DreamClear presents a cutting-edge approach to real-world image restoration, ensuring high capacity and privacy-safe dataset curation. Our collaborative research brings together experts in AI to unveil sophisticated techniques that enhance image quality without compromising user privacy, setting a new standard in data ethics and restoration technology.

Description

DreamClear is a cutting-edge solution for high-capacity real-world image restoration, developed with a focus on privacy-safe dataset curation. This project aims to enhance the quality of low-quality (LQ) images through advanced techniques, making it ideal for researchers and developers in the field of image processing and restoration.

Key Features:-

  • High-Capacity Restoration: Achieve remarkable improvements in image quality to restore clarity and detail in low-resolution images.
  • Privacy-Safe Dataset Curation: Emphasizes the importance of privacy by ensuring dataset handling is secure and responsible.
  • User-Friendly Inference Codes: The upcoming releases will offer streamlined inference codes and accessible demo versions for improved usability.

Recent Updates:-

  • October 2024: Released segmentation and detection code alongside pre-trained models.
  • October 2024: Introduced the RealLQ250 benchmark comprising 250 real-world low-quality images, supporting comprehensive image restoration testing.
  • October 2024: Recent updates include code for training and inference at resolutions from 256 to 1024.

Real-World Results

DreamClear has demonstrated significant efficacy in real-world image restoration. For visual examples and results achieved using our method, see below: Restoration Example Restoration Example

How to Get Involved

If you find DreamClear helpful for your projects, please give us a star on GitHub to support ongoing development. Your contributions and feedback are invaluable as we continue to improve this tool.

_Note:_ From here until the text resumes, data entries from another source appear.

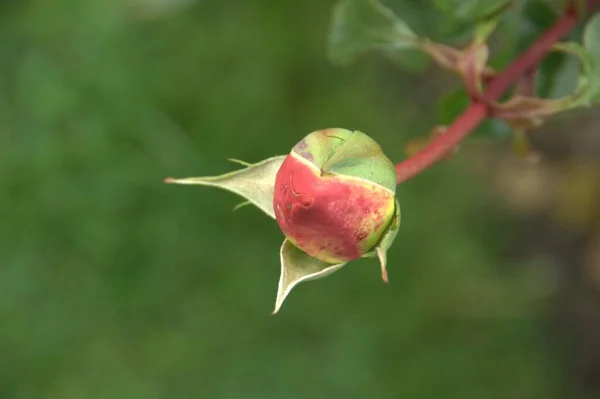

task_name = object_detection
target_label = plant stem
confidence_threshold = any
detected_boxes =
[396,1,584,184]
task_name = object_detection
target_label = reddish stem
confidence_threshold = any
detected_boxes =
[396,5,584,184]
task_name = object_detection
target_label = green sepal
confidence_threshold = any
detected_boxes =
[273,238,346,314]
[165,155,286,219]
[362,199,400,283]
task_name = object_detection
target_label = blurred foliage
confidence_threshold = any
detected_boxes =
[0,0,584,399]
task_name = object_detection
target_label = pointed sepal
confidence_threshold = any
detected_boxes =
[273,238,346,314]
[165,156,285,219]
[363,199,400,284]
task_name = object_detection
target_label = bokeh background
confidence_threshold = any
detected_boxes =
[0,0,600,399]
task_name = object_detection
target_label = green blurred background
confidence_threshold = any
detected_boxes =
[0,0,591,399]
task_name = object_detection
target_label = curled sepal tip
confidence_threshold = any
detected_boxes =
[375,200,400,284]
[273,239,346,314]
[164,156,285,218]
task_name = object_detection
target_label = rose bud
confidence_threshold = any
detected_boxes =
[273,128,399,264]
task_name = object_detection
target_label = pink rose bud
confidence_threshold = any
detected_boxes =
[273,129,399,264]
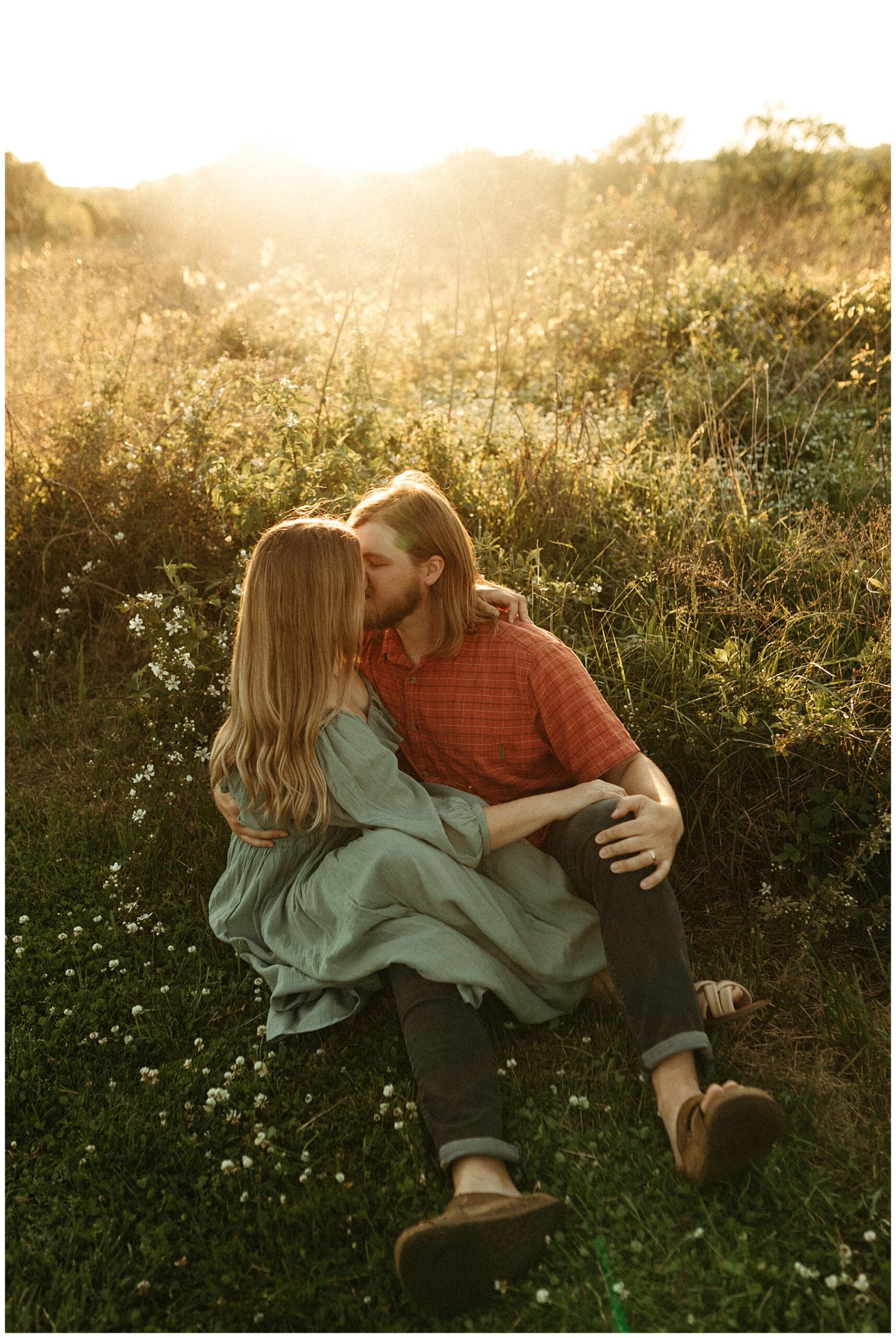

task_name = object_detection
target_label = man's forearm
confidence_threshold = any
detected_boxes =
[601,753,681,811]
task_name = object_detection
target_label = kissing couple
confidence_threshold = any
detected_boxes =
[209,471,784,1312]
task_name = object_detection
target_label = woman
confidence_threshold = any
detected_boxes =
[209,519,617,1039]
[209,519,777,1310]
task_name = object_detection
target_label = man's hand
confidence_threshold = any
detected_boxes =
[476,582,532,622]
[594,795,685,891]
[211,786,289,850]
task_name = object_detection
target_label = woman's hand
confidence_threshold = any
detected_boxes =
[476,582,532,622]
[594,795,685,891]
[211,786,289,850]
[565,780,627,817]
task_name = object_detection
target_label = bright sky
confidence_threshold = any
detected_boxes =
[2,0,893,186]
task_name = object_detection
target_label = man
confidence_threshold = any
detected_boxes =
[215,471,784,1310]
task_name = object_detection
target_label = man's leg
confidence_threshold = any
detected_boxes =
[389,966,566,1312]
[543,799,713,1077]
[389,966,522,1195]
[544,799,784,1184]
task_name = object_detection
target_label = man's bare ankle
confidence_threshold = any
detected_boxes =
[451,1156,519,1196]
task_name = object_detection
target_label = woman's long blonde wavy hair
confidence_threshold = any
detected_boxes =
[209,516,364,828]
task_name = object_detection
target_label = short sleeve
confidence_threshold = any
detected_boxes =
[317,712,491,868]
[528,642,639,781]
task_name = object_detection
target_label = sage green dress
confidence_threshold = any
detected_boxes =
[209,689,606,1039]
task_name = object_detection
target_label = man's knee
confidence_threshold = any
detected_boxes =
[566,799,622,841]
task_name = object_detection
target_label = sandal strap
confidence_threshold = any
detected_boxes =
[675,1092,704,1157]
[694,981,753,1021]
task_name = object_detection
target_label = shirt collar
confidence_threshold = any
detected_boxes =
[383,628,415,669]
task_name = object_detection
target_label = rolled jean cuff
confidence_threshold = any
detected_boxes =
[439,1139,524,1169]
[640,1032,713,1081]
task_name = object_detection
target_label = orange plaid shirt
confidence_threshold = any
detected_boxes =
[361,618,638,844]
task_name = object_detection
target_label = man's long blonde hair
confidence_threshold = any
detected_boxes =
[210,516,364,828]
[349,470,492,655]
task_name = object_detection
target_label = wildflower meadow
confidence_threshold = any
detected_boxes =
[5,133,891,1333]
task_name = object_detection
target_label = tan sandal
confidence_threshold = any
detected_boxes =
[694,981,772,1022]
[675,1087,784,1190]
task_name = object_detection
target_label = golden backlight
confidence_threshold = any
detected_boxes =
[4,0,888,186]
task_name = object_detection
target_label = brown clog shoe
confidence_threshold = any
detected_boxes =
[675,1087,784,1190]
[395,1194,566,1314]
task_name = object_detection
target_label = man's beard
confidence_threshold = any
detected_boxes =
[364,581,422,631]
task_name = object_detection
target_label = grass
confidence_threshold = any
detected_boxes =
[7,708,889,1331]
[7,201,889,1331]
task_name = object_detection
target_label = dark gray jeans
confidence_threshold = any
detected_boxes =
[389,800,713,1167]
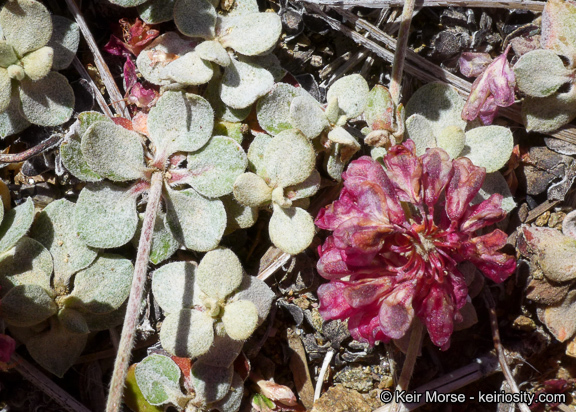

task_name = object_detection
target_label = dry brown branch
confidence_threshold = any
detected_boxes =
[298,0,546,11]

For full documentation, including detailed training instructions and evaluation benchmarks, please refer to the README in this repository.

Citation

If you find this work beneficial for your research, consider citing us:

@article{ai2024dreamclear,
      title={DreamClear: High-Capacity Real-World Image Restoration with Privacy-Safe Dataset Curation},
      author={Ai, Yuang and Zhou, Xiaoqiang and Huang, Huaibo and Han, Xiaotian and Chen, Zhengyu and You, Quanzeng and Yang, Hongxia},
      journal={Advances in Neural Information Processing Systems},
      year={2024}
}

We appreciate your interest in DreamClear, and we look forward to your contributions and collaborations!